It’s also not clear enough how the operationalize “the suppress”, because it is a difficult and paradoxical task to execute volitionally especially in the context of acute anxiety, because anxiety’s job is literally to interrupt your normal salience structure, and make it self salient non-volitionally.
There is another devil in the detail, the target negative events are self-selected by the participants, so in all likelihood, the most disturbing events are not going to be readily consciously available, and whatever comes up here are going to be things that are already filtered to be easier to deal with.
In contrast in obsessive compulsive disorder, the intrusiveness of the imaginations will be all consuming.
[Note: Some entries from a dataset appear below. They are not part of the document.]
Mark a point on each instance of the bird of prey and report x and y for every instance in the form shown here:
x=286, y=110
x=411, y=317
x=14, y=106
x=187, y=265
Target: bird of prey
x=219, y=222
In which case it is contraindicated to try suppressing the thought, because it definitely will backfire, as it is precisely what maintains the disorder, but instead it is about learning to stay unresponsive in the face of exposure (ie not scratching the itch) of such thoughts, which is known as exposure and response prevention. Yet still, this method is not found to be necessarily more successful than straight out CBT either.
I'm sure there's plenty of other issues and confounders to pick apart in the study, but it was a fair claim that most would be misled by the isolated quote to mean that no imagining of negative events occurred at all as part of the study.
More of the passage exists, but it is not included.